Monday, April 23, 2012

Your Thoughts Are Not Real

Your thoughts, and the stories they produce, are not real, simply because they come and go, and what is real—you, existing here now—is always present.

You thoughts may, however, be true.

You have a story—a collection of thoughts—to describe what you were doing in the hour before you read this. If your story is accurate, then it’s a true story. But no matter how true a story is—about what happened to you or someone else, or what you did yesterday or two weeks ago—it is still not real. It is just a story, a memory, and maybe even a fabrication, something you imagined to be true.

What is real is what is actually here, right now. It exists right now. It can be perceived by the senses right now—for example an event that is happening now, such as the sun shining through your window, or the rain pouring down outside, or an emotion or a sensation that you are feeling in this moment.

This level of reality, what is happening now, I call the “relative reality,” or the “small r” (as in lower case) reality. It is marked by the distinction that while it can be perceived by the senses—i.e. it can be seen, felt, touched, tasted, or smelled—it too, like thoughts and concepts themselves, changes, comes and goes.

In fact, when you really contemplate it, literally everything is governed by the law of change. Everything. Your body has changed. You’re older, you’re physically different; maybe you even have more lines and wrinkles on your face. You thoughts, sensations, feelings, and emotions are always changing. Even your beliefs change, unless you are inclined to fundamentalism, and adhere to a particular belief to the extent you take it as the gospel truth. Certainly your relationships and friendships have changed over the years. And circumstances and events are changing all the time…

So, is there anything that doesn’t change? Yes, there is one “thing” that doesn’t change, that is constant, timeless, and ever-present—in a word, changeless. And what is that? You. Who and what you most essentially are does not change. Or, more correctly, the awareness that you are, the awareness that you exist, does not change.

Monday, April 16, 2012

Getting Free of the Victim Story

A victim, in the most dramatic case, is someone who tells their story of loss and suffering over and over again to anyone who will listen. Not coincidentally, there is usually a lot of “drama” in their story. They may be a victim of some recent circumstance, or of a long-ago situation, such as something that happened in their childhood.


But drama is something that is best left to the pages of a novel, or a cinema or television screen, or a stage play, or a sporting event. If your aim in life is to realize the truth of happiness within, then you have to see that any “drama” that may exist in your life is because of your perception of things—the thoughts and stories you tell yourself.


The more you realize you are not your thoughts or stories, but rather the ever-present, conscious individual in which the thoughts and stories arise and disappear, the freer you will be of any personal drama. Then you’ll live, basically every moment, in the ease, harmony, and flow of your true nature.

Monday, April 9, 2012

The Power of Curiosity

The more you do the simple practice of closing your eyes, taking a deep, slow breath, and imaging yourself as empty space, the more you realize that you are not your thoughts, but that you are still here. Then these deeper, unconscious thoughts will have room to surface in you. They will likely trigger old feelings of anxiety, fear, shame, guilt, anger, resentment, sadness, or some other form of unease, of suffering.

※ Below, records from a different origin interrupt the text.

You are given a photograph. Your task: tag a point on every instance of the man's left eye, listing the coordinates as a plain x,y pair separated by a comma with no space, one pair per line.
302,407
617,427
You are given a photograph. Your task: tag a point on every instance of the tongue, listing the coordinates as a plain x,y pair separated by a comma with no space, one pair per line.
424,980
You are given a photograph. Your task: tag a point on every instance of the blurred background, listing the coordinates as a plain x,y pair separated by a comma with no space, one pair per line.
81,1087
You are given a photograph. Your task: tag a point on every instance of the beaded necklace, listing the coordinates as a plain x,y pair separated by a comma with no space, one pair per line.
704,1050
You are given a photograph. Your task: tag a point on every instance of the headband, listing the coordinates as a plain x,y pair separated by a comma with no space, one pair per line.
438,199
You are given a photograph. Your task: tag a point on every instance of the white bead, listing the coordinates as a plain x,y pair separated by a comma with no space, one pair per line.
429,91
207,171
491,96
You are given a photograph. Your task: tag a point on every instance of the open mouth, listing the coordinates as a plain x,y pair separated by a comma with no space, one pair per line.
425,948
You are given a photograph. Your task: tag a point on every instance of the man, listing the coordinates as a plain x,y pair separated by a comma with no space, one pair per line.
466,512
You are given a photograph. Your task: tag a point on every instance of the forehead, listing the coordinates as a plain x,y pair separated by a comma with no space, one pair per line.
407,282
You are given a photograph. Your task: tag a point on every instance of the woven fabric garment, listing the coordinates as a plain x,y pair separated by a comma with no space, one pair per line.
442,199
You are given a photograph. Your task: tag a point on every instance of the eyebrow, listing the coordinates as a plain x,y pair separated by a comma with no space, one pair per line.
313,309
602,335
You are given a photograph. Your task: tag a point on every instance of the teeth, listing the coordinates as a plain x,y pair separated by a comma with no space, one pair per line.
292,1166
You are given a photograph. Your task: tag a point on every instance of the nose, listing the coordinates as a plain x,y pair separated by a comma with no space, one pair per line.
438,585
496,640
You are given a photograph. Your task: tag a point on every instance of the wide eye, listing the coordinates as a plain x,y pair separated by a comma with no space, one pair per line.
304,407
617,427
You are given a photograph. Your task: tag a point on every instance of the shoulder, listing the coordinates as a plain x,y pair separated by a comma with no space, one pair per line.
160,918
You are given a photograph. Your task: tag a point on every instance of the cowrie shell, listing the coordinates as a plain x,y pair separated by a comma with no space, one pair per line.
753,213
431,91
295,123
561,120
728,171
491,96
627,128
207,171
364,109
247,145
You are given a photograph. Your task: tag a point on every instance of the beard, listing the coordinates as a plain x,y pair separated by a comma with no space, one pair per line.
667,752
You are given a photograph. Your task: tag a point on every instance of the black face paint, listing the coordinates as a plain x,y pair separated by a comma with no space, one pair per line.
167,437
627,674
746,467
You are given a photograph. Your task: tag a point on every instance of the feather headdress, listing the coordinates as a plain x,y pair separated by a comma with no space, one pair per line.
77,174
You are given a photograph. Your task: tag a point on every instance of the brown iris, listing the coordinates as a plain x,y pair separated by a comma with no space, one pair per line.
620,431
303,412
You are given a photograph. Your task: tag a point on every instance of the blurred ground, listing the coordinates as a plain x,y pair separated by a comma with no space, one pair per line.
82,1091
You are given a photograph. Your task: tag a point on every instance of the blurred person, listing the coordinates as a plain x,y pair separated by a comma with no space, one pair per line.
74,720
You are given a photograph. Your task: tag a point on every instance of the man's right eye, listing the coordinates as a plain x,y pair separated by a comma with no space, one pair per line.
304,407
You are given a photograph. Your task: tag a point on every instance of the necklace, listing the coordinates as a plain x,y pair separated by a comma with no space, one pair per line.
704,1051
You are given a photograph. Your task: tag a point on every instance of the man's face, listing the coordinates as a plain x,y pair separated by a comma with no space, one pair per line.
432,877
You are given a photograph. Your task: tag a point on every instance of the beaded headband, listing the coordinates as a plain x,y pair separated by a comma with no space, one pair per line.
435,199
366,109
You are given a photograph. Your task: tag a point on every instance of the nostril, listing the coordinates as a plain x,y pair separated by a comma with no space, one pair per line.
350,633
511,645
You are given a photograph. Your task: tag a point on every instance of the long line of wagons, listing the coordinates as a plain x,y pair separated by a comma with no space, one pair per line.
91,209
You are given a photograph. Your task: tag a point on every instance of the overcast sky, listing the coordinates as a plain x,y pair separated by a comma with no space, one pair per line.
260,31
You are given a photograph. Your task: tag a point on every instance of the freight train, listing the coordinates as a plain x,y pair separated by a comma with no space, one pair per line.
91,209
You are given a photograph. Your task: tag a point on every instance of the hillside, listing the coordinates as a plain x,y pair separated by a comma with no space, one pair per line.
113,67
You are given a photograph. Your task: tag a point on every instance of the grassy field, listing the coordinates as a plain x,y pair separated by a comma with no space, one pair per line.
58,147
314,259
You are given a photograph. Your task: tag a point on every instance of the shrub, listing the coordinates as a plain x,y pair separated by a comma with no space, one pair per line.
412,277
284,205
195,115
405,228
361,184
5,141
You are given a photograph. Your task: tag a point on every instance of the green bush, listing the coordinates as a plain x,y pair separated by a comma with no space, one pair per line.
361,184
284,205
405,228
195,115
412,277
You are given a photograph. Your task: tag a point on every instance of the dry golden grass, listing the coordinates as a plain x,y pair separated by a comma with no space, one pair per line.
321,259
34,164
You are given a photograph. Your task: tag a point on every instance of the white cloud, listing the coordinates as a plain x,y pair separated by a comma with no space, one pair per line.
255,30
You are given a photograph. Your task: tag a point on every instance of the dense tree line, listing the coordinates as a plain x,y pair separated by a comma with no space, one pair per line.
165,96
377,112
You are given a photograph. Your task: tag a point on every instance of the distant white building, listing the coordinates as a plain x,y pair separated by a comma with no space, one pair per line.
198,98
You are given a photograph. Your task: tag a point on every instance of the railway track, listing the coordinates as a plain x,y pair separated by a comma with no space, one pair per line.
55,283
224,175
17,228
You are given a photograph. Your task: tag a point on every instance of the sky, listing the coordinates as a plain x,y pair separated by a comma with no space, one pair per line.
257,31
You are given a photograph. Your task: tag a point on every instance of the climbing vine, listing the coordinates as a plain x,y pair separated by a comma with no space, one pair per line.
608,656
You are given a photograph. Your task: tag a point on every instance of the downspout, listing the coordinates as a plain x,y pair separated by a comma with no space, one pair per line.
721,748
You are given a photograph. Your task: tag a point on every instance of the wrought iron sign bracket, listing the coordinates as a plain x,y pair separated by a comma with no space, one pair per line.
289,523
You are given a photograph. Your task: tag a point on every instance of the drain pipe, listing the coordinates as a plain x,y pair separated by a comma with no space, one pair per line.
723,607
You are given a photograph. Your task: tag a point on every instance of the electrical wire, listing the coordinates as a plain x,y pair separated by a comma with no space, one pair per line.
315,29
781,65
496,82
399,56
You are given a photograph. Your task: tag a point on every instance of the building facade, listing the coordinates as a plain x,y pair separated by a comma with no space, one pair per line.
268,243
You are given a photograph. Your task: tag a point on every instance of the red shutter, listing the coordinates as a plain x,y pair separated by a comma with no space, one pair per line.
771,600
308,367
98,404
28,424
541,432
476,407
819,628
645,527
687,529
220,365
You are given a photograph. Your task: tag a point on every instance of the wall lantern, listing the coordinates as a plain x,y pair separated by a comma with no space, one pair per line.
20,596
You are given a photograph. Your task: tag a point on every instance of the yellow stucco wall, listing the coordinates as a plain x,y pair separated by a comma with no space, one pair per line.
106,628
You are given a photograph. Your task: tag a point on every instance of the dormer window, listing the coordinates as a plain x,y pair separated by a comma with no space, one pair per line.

Then you have to be really present with these feelings, this deeper angst. You have to be very alert, watchful, almost like a scientist in your curiosity to discover what is true in you. Past memories, usually of something traumatic that happened long ago in childhood, may arise.

When they do, you must learn to welcome them because they are showing you where you are not free, where you are not abiding in the happiness that is your true nature. So, the secret is to learn to welcome them, accept them, embrace them—and then see that they are not real either!

They may certainly have once been true—after all, the traumatic event, whether it was getting separated from your mother in the store, or being molested by a relative, did happen—but the memory or story is not true now. It is only a thought, a story, which has surfaced from the past into your conscious mind.

The more aware you are of that thought, the more deeply and slowly you breathe, and consciously be present with it—and actually see it arising within your inner visual field—the more it dissolves, and you find yourself experiencing a deeper level of release, of letting go. The old emotion triggered by the memory unwinds, releases, and you find yourself relaxing more into the present. You experience more ease, more inner harmony. You can see and think more clearly.

Monday, April 2, 2012

How Free Are You?

Mental conflict and emotional struggle, or suffering, arise directly from dualistic thinking, from believing that there is a perceiver—this “I” or “me” that you take yourself to be—and the perceived, the situations, problems, and challenges in your life.

But in reality there is only ever perceiving, the flowing with and responding calmly, intelligently, and creatively to whatever’s before you. This is the nondual truth of life. When you look within you will not be able to find the perceiver, this “I” or “me” you think you are. This discovery, or realization, results over time in awakening—the “Ah ha!” moment that finally liberates you, and frees you to be the beautiful, wise, and loving person you really are. Then you are always present, always here, now.

Embodying this realization, using the power of your mind and imagination to attract what you want in your life and, above all, connecting and sharing with others—seeing them as beautiful and already awake—then becomes your life-long work and purpose.